Sony Pictures Entertainment is in it up to its neck with the recent hacking scandal. The hackers, most likely members of North Korean military, have released e-mails that not only embarrassed Sony executives but also famous stars like Will Smith. Perhaps sensing the backlash, earlier this year Sony Corporation CEO Kazuo Hirai ordered Sony Pictures Entertainment to tone down the sequence in their new movie The Interview where North Korean leader Kim Jong Un is assassinated. The movie antagonized the North Korean government, apparently sparking the hacking.
According to Yahoo News, Seth Rogan is apparently annoyed that his movie has been altered, calling it "a very damning thing."

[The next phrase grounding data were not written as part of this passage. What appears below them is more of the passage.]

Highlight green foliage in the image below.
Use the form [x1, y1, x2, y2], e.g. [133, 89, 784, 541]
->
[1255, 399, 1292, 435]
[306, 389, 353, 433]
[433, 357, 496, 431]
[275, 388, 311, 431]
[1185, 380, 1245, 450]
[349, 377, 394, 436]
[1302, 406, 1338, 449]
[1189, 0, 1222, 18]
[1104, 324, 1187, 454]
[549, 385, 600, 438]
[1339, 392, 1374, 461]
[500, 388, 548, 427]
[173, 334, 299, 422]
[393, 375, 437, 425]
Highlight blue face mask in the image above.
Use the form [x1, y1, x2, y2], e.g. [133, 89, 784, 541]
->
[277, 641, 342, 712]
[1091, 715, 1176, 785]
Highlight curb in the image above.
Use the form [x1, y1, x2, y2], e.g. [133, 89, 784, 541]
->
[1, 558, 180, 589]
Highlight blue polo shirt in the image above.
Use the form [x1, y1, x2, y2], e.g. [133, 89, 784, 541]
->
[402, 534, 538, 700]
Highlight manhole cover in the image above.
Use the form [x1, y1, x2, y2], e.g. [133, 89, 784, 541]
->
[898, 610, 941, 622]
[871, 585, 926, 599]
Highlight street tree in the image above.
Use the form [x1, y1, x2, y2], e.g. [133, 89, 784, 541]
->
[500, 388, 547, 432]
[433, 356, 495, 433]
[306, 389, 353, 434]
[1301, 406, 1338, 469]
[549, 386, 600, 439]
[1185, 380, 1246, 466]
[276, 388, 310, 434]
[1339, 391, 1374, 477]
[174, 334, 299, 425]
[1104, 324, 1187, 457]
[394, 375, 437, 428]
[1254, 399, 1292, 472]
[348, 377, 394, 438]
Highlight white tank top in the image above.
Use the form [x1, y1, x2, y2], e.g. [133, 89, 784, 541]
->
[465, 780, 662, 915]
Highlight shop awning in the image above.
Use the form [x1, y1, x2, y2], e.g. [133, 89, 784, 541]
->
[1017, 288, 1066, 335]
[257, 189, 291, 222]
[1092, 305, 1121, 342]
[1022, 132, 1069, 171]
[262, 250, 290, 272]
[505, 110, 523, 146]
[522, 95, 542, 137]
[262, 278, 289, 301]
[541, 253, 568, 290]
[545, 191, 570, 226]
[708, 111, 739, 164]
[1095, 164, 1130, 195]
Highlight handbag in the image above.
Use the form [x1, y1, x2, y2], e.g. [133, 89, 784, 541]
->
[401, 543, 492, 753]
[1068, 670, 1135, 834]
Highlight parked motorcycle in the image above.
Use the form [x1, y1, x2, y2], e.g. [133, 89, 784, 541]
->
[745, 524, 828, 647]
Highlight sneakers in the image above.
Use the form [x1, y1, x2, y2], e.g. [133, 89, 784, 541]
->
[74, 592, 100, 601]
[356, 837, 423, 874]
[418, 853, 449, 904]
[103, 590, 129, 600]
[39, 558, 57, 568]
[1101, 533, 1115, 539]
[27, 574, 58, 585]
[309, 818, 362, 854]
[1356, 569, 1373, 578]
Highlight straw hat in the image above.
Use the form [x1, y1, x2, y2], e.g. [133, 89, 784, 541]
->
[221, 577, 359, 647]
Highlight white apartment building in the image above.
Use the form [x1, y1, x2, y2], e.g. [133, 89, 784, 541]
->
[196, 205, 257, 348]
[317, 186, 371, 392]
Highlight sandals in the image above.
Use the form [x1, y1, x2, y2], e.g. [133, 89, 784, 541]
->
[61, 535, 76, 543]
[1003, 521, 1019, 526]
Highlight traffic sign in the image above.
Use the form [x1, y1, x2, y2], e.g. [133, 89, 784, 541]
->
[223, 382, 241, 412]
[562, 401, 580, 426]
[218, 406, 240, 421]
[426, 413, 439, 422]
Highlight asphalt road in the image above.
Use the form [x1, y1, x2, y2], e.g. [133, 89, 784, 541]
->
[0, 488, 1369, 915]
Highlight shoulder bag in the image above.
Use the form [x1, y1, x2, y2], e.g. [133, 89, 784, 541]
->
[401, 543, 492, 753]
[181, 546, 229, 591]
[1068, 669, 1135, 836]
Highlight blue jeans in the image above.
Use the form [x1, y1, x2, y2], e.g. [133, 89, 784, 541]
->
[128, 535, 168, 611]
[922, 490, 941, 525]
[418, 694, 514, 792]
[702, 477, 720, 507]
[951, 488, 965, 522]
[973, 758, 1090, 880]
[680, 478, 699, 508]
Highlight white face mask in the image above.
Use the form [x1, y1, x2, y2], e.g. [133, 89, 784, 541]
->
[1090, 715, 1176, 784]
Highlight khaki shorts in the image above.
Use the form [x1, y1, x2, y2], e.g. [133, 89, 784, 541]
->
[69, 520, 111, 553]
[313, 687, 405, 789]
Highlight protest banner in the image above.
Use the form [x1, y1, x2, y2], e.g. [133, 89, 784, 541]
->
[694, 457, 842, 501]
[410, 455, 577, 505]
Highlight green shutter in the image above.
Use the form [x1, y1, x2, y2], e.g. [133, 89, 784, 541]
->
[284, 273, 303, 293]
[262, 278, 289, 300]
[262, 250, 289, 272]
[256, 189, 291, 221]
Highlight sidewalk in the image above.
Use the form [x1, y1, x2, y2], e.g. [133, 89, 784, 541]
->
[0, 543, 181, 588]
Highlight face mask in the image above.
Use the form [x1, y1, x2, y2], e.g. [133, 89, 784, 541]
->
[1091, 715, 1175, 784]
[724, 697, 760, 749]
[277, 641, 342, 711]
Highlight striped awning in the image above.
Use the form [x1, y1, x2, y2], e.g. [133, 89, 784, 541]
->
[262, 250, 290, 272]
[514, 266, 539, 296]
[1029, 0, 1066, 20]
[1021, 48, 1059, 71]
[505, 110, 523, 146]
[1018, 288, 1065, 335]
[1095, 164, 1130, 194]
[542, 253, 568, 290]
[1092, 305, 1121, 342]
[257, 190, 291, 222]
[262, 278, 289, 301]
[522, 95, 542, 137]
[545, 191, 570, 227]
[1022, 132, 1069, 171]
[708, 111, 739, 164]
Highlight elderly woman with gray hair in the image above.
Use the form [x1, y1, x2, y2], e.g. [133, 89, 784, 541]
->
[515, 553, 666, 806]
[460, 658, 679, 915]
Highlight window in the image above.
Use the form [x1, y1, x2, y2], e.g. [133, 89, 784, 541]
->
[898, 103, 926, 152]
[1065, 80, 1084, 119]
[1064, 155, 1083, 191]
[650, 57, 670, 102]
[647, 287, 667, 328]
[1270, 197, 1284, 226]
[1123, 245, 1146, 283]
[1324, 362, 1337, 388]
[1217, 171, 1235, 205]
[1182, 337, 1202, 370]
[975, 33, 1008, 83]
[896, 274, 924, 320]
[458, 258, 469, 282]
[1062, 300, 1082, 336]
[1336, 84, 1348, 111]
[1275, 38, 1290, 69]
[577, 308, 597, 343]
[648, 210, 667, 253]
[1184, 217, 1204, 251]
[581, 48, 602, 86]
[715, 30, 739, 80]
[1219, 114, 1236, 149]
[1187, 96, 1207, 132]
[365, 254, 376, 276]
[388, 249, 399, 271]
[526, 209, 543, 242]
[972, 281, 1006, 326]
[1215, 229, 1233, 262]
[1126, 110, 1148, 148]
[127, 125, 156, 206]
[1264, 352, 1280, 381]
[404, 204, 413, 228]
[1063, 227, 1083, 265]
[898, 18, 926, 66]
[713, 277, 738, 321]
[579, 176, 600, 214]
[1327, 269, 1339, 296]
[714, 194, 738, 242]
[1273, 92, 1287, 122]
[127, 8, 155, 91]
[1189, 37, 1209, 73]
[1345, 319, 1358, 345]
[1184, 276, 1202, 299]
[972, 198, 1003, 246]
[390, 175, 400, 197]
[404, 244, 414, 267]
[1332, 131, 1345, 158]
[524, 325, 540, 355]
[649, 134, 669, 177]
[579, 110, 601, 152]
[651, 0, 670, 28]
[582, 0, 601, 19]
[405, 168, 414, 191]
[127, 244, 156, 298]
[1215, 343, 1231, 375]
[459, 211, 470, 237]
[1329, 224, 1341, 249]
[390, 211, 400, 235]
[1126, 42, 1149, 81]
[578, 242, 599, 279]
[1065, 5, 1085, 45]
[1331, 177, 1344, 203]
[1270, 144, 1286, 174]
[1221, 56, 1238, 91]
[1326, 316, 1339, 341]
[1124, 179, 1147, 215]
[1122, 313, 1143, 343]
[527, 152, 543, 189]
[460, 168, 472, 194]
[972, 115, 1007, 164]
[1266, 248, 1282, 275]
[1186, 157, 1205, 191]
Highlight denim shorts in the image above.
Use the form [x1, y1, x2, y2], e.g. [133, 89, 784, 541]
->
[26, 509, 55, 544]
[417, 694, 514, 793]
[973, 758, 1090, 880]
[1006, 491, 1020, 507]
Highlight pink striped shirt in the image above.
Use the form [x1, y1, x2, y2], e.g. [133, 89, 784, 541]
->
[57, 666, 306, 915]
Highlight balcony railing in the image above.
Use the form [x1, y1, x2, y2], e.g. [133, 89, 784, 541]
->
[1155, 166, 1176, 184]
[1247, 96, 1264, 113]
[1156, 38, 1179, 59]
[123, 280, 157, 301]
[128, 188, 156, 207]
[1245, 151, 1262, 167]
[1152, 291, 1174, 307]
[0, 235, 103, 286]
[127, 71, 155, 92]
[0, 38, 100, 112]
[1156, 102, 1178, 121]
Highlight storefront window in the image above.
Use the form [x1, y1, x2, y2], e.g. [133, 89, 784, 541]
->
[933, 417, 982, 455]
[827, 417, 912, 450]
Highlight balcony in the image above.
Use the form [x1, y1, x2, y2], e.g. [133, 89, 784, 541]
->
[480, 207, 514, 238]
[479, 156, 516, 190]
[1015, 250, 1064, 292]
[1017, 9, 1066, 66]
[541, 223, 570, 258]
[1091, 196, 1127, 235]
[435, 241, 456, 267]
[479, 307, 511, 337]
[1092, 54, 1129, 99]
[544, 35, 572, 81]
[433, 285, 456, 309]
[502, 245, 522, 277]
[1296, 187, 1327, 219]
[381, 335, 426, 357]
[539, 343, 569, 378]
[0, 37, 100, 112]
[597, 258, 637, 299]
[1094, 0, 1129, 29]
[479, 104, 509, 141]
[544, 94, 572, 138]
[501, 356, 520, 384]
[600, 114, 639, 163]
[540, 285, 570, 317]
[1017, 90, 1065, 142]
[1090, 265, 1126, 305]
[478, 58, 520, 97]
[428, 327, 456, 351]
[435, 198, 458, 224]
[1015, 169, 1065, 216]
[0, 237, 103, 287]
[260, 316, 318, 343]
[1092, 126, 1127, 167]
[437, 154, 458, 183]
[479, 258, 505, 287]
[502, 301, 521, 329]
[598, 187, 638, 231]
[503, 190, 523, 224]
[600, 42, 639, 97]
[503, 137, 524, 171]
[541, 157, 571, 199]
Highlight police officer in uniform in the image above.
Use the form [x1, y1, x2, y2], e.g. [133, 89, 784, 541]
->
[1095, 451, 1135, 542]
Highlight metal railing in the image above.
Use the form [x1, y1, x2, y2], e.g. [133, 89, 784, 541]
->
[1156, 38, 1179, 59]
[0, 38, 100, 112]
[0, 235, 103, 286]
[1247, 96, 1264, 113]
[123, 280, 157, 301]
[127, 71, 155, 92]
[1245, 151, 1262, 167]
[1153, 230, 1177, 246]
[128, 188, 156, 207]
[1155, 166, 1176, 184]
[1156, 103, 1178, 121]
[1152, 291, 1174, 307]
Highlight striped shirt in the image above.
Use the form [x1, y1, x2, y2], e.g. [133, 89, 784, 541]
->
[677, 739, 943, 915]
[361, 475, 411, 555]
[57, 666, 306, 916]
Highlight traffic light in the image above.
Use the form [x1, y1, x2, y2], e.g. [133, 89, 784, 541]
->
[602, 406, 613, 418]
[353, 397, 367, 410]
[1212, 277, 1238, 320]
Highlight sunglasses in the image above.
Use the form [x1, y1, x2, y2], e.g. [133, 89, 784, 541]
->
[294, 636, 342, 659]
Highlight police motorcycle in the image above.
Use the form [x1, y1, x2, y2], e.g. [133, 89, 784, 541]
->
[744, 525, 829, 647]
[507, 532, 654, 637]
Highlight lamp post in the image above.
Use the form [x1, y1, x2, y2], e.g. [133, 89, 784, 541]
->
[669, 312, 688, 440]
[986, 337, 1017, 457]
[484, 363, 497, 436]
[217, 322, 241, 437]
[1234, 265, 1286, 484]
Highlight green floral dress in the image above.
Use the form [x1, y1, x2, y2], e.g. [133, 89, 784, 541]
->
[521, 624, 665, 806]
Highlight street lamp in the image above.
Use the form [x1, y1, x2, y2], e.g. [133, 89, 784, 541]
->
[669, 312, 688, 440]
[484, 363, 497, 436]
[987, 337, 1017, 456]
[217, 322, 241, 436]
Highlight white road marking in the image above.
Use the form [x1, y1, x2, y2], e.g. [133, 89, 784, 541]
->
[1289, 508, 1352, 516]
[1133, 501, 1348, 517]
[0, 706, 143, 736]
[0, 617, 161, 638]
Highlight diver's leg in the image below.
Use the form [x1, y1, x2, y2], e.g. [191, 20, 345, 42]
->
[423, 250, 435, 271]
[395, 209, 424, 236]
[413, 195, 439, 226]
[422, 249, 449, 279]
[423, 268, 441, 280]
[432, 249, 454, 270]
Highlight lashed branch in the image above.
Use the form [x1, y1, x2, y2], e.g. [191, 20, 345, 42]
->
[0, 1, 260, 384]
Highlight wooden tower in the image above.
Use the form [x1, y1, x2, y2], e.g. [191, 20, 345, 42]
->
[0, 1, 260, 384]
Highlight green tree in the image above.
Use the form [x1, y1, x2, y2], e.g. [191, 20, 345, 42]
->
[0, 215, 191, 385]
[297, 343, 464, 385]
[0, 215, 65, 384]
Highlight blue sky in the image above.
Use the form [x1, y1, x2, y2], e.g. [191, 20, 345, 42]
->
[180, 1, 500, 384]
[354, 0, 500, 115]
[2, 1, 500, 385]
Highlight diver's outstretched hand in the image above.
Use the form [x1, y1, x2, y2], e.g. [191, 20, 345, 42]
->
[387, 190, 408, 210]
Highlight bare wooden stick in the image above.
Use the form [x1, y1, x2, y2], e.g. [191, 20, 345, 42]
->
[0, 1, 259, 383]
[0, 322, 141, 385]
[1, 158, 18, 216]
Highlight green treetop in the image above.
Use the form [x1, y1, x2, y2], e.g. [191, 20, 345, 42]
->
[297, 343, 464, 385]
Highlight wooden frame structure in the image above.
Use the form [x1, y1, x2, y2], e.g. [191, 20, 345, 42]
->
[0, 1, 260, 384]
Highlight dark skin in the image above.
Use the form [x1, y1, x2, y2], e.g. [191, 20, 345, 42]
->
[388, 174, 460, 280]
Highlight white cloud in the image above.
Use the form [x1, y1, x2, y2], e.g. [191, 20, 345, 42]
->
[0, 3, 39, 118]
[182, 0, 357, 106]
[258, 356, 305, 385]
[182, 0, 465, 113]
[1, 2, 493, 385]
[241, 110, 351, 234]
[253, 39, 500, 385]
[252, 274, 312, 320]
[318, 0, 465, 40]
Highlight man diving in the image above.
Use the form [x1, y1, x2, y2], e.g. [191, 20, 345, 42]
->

My gut reaction: How would Seth Rogan, and most other Americans, react if someone from a foreign country made a comedy about assassinating the President of the United States?
More below the fold.
Personally, I think the government of North Korea is one of the vilest institutions on earth. The North Korean government is by all accounts extremely repressive, having shifted from a communist regime to what can only be described as a bizarre secular theocracy with Kim Jong Un as its godhead. That said, it is still a regional power with a limited nuclear capability and a well-earned reputation for acting erratically. How Rogan or Sony Pictures Entertainment thought they could make a movie like this without some sort of unpleasant response is beyond me.
Rogan himself, if you look at him and think for a minute, is almost an embodiment of white American entitlement. Not only does he see no problem with making a comedy about assassinating a sitting foreign leader, but he flaunts the fact that he violates drug laws with impunity. (Although I think the ban on marijuana is stupid, if a black person-or a poor white for that matter-were as brazen about breaking the law, he would be in jail or worse.)
Congratulations, Mr. Rogan, you may be the first Hollywood stoner to create an international incident.